Here, we finally see the full passage with the two sets of three who give testimony-- one in heaven, and one on earth, and which the Douay-Rheims sets out an accurate translation into English for us.

The title of this post makes the inference that the modern Biblical criticism has had an impact on the liturgy. In my studies, I can't help but observe a certain parallelism in the Historical-Critical movement and the Liturgical Movement in the 20th c., but here is the rub: if we believe in Lex Orandi, Lex Credendi, then surely the texts of the Mass which we pray and the Scriptures which are proclaimed have an impact on what it is we profess and believe as Catholics.

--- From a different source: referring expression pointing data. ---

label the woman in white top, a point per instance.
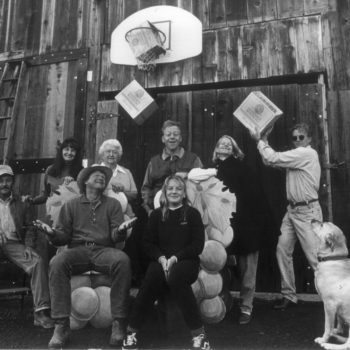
(122, 181)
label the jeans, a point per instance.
(182, 275)
(79, 259)
(248, 265)
(296, 224)
(35, 267)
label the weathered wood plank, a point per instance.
(95, 11)
(114, 17)
(47, 26)
(261, 10)
(217, 14)
(308, 35)
(289, 8)
(3, 24)
(55, 108)
(35, 113)
(200, 8)
(65, 30)
(107, 127)
(236, 12)
(315, 6)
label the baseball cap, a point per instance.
(6, 170)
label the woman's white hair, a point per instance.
(111, 142)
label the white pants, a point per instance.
(248, 265)
(296, 224)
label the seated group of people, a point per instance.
(91, 224)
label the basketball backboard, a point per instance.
(183, 32)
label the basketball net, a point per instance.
(146, 43)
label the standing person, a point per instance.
(173, 159)
(249, 221)
(303, 174)
(174, 240)
(90, 225)
(17, 238)
(66, 167)
(122, 180)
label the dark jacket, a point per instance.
(23, 216)
(249, 221)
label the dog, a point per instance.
(332, 280)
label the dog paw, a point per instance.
(321, 340)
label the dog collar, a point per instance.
(335, 257)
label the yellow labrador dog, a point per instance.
(332, 279)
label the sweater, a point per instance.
(179, 235)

And yet, where is our "Comma"? What a text! It was such an inspiration to hear and read the profession of the Trinity found in Scripture during the Mass today.

This verse used in the liturgy, or not, as it were, seems to highlight a number of difficulties which we need to reconcile in the faith and life of the Church today. In continuing to implement the Council, in particular the texts on the Word of God and on the Liturgy, we are utterly dependent upon those great traditions that were handed down to us, "whether by word of mouth or by letter", in order to ensure that what we are professing is in fact the Faith of the Church as constantly believed by the great Saints and Martyrs of our history. If we are to become Saints, then it is most beneficial for us to know and pray the same things which were believed and prayed by all of the other Saints, that by following their example, we too will be guided rightly in our lives of faith toward the heavenly liturgy.

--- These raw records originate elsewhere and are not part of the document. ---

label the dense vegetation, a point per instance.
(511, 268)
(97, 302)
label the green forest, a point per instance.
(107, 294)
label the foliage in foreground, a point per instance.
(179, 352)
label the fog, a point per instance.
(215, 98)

  1. PS-- here is your disclaimer that I am not hating on the Nova Vulgata or the Novus Ordo Missae; I am merely trying to highlight some discrepancies which should be considered in continual reform and renewal. Any comments that aren't constructive toward this end will be censored at my discretion.


  2. So, Chris--you (aha) make me open my RSV Bible this morning. My version DOES have an asterisk and the following footnote: " This reads as follows in the Vulgate: "There are three who give testimony in heaven: The Father, The Word, and the Holy Spirit; and these three are one. ...." The "Three Heavenly Witnesses," as the first sentence is called, is first found in the Latin (fourth century) and does not appear in any Greek manuscript until the fifteenth century. It is probably a marginal gloss that a found its way into the text.

    What is a marginal gloss?

  3. A gloss is something inserted in the margin by a translator or transcriber... For instance, also, if you were to write in your own comment in your Bible because you had an interesting insight.

    This is one theory of how it may account for a manuscript variance; however, surely Jerome had greater access to extant manuscripts than those critics in the 15th century (or today), so there is no reason to doubt the veracity on those accounts. Further, the text is kept in the tradition of the Church with no quibbles until the Reformation era. There is a reference to it in the Council of Trent as being authentic, and obviously the Holy See in the late 19th century thought it important to re-affirm the veracity of the text.

    Your footnote editors got it wrong. ;)

  4. The New King James Version (1985 ©)
    v7 For there are three who bear witness in heaven: the Father, the Word, and the Holy Spirit; and these three are one.
    v8 And there are three that bear witness on earth: the Spirit, the water, and the blood; and these three agree as one.